Fatty fast food: For those prices, try eating lobster!
On the cheapest end of Smart Money's scale, a 32-ounce coke from Subway delivered the most calories for the cheapest price. In fact, at only 38 cents per 100 calories, it was almost 75% cheaper than the top-ranked item. What's more, with zero calories from fat, it was among the healthier choices, although the absolute lack of nutrition and massive amount of empty calories make it far from an ideal dietary choice.
Reading through the calorie/price comparisons, a few things quickly become clear. First, while the price per calorie is an interesting measure, it definitely has to be taken in tandem with the amount of calories that come from fat.
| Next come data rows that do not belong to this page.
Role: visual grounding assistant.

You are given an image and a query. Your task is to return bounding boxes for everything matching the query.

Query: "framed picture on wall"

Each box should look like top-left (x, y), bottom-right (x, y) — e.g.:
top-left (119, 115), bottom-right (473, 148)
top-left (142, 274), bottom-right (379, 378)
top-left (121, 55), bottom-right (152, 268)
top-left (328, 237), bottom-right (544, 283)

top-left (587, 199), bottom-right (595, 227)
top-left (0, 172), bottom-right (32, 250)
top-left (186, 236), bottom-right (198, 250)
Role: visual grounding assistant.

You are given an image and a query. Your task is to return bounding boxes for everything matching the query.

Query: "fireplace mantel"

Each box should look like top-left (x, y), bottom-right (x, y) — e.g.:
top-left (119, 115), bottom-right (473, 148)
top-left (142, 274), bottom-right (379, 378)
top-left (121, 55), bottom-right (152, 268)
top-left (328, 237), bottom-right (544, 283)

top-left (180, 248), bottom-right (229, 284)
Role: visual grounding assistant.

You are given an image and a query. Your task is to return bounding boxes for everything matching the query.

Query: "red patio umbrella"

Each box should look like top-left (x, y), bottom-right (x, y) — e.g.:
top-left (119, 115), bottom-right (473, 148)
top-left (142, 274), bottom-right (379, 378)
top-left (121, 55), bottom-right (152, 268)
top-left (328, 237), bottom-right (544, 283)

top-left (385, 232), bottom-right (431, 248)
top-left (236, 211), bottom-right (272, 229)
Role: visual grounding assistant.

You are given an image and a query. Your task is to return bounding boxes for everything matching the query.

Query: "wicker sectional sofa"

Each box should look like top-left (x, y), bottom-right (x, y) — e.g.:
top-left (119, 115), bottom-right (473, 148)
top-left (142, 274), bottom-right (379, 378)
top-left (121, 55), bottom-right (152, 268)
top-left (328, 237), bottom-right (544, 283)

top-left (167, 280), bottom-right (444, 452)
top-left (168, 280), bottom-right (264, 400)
Nutritional guidelines suggest that, ideally, 30% of calories should come from fat. The healthiest meal in the study, McDonalds' Premium Southwest Salad with Grilled Chicken, gets only 29% of its calories from fat, but costs far more than other dishes. In fact, at $1.47 per 100 calories, it is the most expensive per-calorie dish on the menu.
By comparison, the cheapest food item, a White Castle Cheeseburger Slyder, costs 41 cents per 100 calories, but derives 47% of its calories from fat. Granted, at 170 calories per sandwich, it has far fewer calories than a 360-calorie Southwest Salad. Then again, who eats only one White Castle Slyder?
In terms of big, bad sandwiches, McDonalds' flagship burger, the Big Mac, came in at 74 cents per 100 calories, 48% of which came from fat. By comparison, Burger King's Double Whopper with Cheese cost only 49 cents per 100 calories, but derived a massive 59% of its calories from fat. It's also worth noting that, at 1,010 calories Burger King's gutbuster was almost twice as heavy as the Big Mac's 540 calories.
Ironically, lobster, which has long been among the most expensive of delicacies, is now almost within range of the Southwest Salad in terms of cost per calories. Because of a combination of factors, lobster currently retails for between $7 and $9 per pound. Given that a pound of lobster meat contains roughly 446 calories, the cost per 100 calories is roughly $1.79. What's more, just under 6% of the calories in lobster come from fat.
At those prices, maybe Long John Silvers should bring back their "Buttered Lobster Bites." This time, they could even afford to use real lobster!